Student arrested for having gun

A 15-year-old Brownstown Central High School student was arrested Monday morning after he was found with a loaded handgun inside the school.

At 8:18 a.m., Brownstown Police Department officers responded to the school after a 911 call was made via cellphone to Jackson County Sheriff’s Department dispatch.

When police arrived, the student was in the school office with administrators and was arrested without incident.

Principal Joe Sheffer said a couple of staff members saw the student walking in the hallway when he should have been in class, and he also had a cellphone, which is against school policy.

Once he was taken to the office, school administrators found a gun.

Police quickly arrived at the school and arrested the teenager, and the gun was collected for evidence. He was taken to Schneck Medical Center in Seymour, which is standard procedure in a situation of this type to make sure there are no underlying circumstances, Brownstown Police Chief Tom Hanner said.

At no time were any students or staff in danger, and no one was injured, police said.

“This was resolved peacefully, which is a plus,” Hanner said.

He said he was not prepared to release the name of the student Monday afternoon or the type of gun except to say it was a handgun.

The teenager was taken to the Jackson County Juvenile Detention Center in Brownstown. He faces a felony charge of bringing a weapon onto school property.

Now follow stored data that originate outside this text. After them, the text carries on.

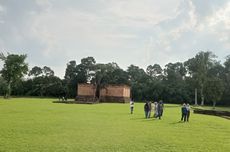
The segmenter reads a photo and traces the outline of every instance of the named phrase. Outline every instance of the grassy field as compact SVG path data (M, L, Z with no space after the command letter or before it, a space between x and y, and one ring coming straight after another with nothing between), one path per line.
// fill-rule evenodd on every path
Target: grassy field
M0 152L228 152L230 121L166 105L162 120L144 119L143 104L58 104L0 99Z

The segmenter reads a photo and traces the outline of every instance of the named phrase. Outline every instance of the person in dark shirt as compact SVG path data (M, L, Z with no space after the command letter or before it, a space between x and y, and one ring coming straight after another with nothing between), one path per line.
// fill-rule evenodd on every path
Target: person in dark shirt
M164 103L162 100L159 101L159 104L160 104L160 114L161 114L161 117L163 116L163 111L164 111Z
M144 105L144 111L145 111L145 118L148 118L148 113L149 113L149 104L148 102L145 103Z
M181 121L184 120L184 122L186 121L186 118L187 118L187 108L186 108L186 105L185 103L183 104L183 106L181 107Z
M163 101L160 101L158 104L157 104L157 117L159 119L161 119L162 115L163 115L163 109L164 109L164 104L163 104Z

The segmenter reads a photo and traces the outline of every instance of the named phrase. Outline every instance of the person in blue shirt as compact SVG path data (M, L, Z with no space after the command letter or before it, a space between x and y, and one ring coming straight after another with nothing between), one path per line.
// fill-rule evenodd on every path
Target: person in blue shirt
M184 122L186 121L187 118L187 108L186 108L186 104L184 103L183 106L181 107L181 121L184 120Z
M163 115L163 109L164 109L164 103L162 100L159 101L159 103L157 104L157 117L159 119L161 119L162 115Z

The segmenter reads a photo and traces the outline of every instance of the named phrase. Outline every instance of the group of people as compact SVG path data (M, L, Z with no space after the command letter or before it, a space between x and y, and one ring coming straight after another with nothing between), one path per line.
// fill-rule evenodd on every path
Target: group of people
M151 101L148 101L144 105L145 118L146 119L150 118L151 112L153 112L154 118L161 119L163 115L163 109L164 109L163 101L153 102L153 103Z
M130 101L130 113L133 114L134 110L134 102L133 100ZM151 102L147 101L144 105L144 112L145 112L145 118L148 119L151 117L151 113L153 112L154 118L159 118L163 116L163 110L164 110L164 103L163 101L159 102ZM181 107L181 121L188 122L189 116L190 116L190 105L189 104L183 104Z
M151 113L153 112L154 118L161 119L163 115L163 109L164 109L164 103L163 101L159 102L151 102L147 101L144 105L144 112L145 112L145 118L148 119L151 117ZM134 102L133 100L130 101L130 113L133 114L134 110Z
M190 116L190 105L187 104L183 104L181 107L181 121L189 121L189 116Z

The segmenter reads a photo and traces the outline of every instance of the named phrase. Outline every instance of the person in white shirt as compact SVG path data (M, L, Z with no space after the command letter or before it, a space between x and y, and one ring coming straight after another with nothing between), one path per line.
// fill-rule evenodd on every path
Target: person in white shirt
M133 109L134 109L134 102L133 100L130 100L130 113L133 114Z
M190 116L190 105L188 103L186 104L186 109L187 109L186 121L188 122Z

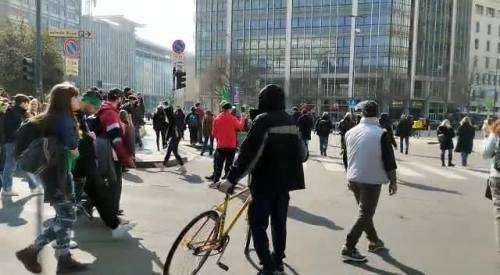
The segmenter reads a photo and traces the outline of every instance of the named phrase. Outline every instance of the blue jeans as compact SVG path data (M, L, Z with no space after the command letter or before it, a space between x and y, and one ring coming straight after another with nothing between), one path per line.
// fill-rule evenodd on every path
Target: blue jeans
M328 136L319 136L319 151L326 154L328 149Z
M399 137L399 150L403 153L403 141L406 143L405 153L408 154L408 147L410 147L410 137Z
M462 155L462 166L467 166L467 159L469 158L469 154L467 152L461 152Z
M14 143L5 143L3 145L5 152L5 163L3 166L2 188L5 192L12 191L12 174L17 168L17 161L14 157ZM28 179L30 189L38 187L36 177L32 174L25 174Z

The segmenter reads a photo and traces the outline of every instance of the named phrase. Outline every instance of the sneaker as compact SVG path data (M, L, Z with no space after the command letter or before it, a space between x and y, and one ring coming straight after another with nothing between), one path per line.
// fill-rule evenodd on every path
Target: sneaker
M52 242L52 247L54 249L58 249L59 246L57 245L57 242ZM77 249L78 248L78 243L73 241L73 240L70 240L69 241L69 249Z
M366 262L366 256L361 255L356 248L348 249L345 246L342 248L342 258L346 261Z
M111 236L113 239L122 239L126 236L127 232L132 230L137 224L129 223L129 224L120 224L117 228L111 231Z
M207 179L207 180L214 180L214 175L206 176L205 179Z
M220 178L221 180L225 180L227 179L227 174L225 174L224 176L222 176L222 178Z
M16 257L24 267L32 273L42 273L42 266L38 262L38 251L32 245L16 252Z
M208 185L209 188L212 188L212 189L219 189L219 183L218 182L212 182Z
M14 192L14 191L2 191L2 196L3 197L15 197L15 196L19 196L19 194Z
M450 163L448 163L448 167L455 167L455 164L450 162Z
M176 171L181 172L183 174L187 172L186 167L184 167L184 165L179 166L179 168L177 168Z
M71 254L59 256L57 259L56 274L82 272L89 268L89 264L82 264L71 257Z
M375 252L382 250L382 249L386 249L384 242L382 240L378 240L375 243L370 242L368 244L368 251L371 253L375 253Z
M37 186L31 189L31 195L42 195L42 194L43 194L43 188L41 186Z

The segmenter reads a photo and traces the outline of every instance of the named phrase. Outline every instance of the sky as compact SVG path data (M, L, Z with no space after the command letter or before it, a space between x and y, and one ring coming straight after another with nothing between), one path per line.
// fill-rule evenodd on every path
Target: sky
M97 0L93 14L125 15L146 25L137 30L139 37L169 49L174 40L182 39L186 51L195 51L194 0Z

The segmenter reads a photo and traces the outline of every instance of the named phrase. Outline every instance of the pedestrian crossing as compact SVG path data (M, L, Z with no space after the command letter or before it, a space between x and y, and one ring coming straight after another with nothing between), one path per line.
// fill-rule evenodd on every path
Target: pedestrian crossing
M304 163L304 169L311 169L311 163L320 163L324 170L332 173L345 173L344 166L341 159L330 159L324 157L311 158L308 162ZM309 165L308 165L309 163ZM398 161L398 178L413 178L425 179L440 177L457 181L470 181L472 179L487 179L489 176L487 169L471 169L466 167L447 168L439 166L432 166L416 161Z

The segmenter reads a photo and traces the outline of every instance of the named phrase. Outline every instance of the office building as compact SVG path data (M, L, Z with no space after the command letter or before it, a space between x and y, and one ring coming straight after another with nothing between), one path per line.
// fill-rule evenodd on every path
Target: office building
M467 62L457 27L468 22L467 2L197 1L196 73L203 79L213 64L229 62L225 77L242 104L255 105L257 90L277 83L289 106L344 113L354 97L378 100L394 117L437 116L462 104L453 101L463 89L454 88L452 68ZM200 97L209 103L217 94L200 82Z

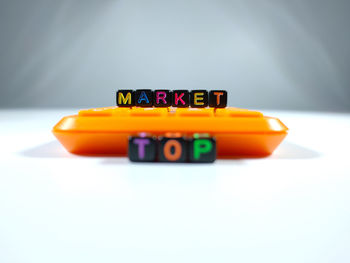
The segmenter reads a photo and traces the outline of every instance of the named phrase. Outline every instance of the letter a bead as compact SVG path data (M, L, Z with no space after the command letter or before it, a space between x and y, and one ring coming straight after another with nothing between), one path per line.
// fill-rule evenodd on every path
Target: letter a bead
M130 137L129 159L132 162L154 162L156 148L156 141L152 137Z
M135 91L135 106L152 107L153 91L150 89L137 89Z

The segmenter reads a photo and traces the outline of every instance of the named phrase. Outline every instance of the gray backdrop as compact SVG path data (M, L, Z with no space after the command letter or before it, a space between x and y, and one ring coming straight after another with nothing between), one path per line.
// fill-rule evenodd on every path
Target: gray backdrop
M0 107L227 89L231 106L350 110L349 0L0 0Z

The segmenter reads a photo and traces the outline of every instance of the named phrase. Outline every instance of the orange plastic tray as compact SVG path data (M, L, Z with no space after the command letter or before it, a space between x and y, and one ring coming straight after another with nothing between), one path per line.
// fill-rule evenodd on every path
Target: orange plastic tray
M231 158L270 155L287 130L277 118L238 108L106 107L64 117L53 134L71 153L126 155L128 137L140 132L208 133L217 140L218 158Z

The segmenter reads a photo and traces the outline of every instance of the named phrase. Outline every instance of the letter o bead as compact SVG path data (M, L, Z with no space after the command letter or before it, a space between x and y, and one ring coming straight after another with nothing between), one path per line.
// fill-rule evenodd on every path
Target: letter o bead
M181 163L187 160L187 141L182 138L163 137L159 140L159 161Z

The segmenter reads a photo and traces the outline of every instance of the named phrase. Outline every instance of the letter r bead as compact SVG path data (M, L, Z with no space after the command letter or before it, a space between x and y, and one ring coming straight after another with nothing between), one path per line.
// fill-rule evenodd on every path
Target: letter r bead
M154 107L170 107L171 92L169 90L155 90L154 92Z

Sheffer said, following state law, the student will have to be out of school for one calendar year.

“They don’t take that lightly,” Sheffer said of the policy when a student is found with a gun.

During the incident, all three Brownstown schools were put on soft lockdown as a precaution, Sheffer said. That involves interior and exterior doors being secured to ensure no one goes in or out of the buildings.

Once the teenager was in custody and removed from the school, Brownstown and county officers completed a walk-through of the building.

“We walked the school to check to make sure there were no other potential threats,” Hanner said. “We wanted to make sure it was an isolated incident.”

About 9 a.m., Sheffer released an email to all school officials to let them know the walk-through was completed.

The police department assigned an officer and a school resource officer to be present at the high school for the rest of the day.

“The school is safe and secure, and school activities will proceed as normal,” Sheffer wrote in the email.

Tom Wright, one of the school resource officers, is the lead investigator. Brownstown Police Department and the Jackson County Sheriff’s Department are continuing the investigation.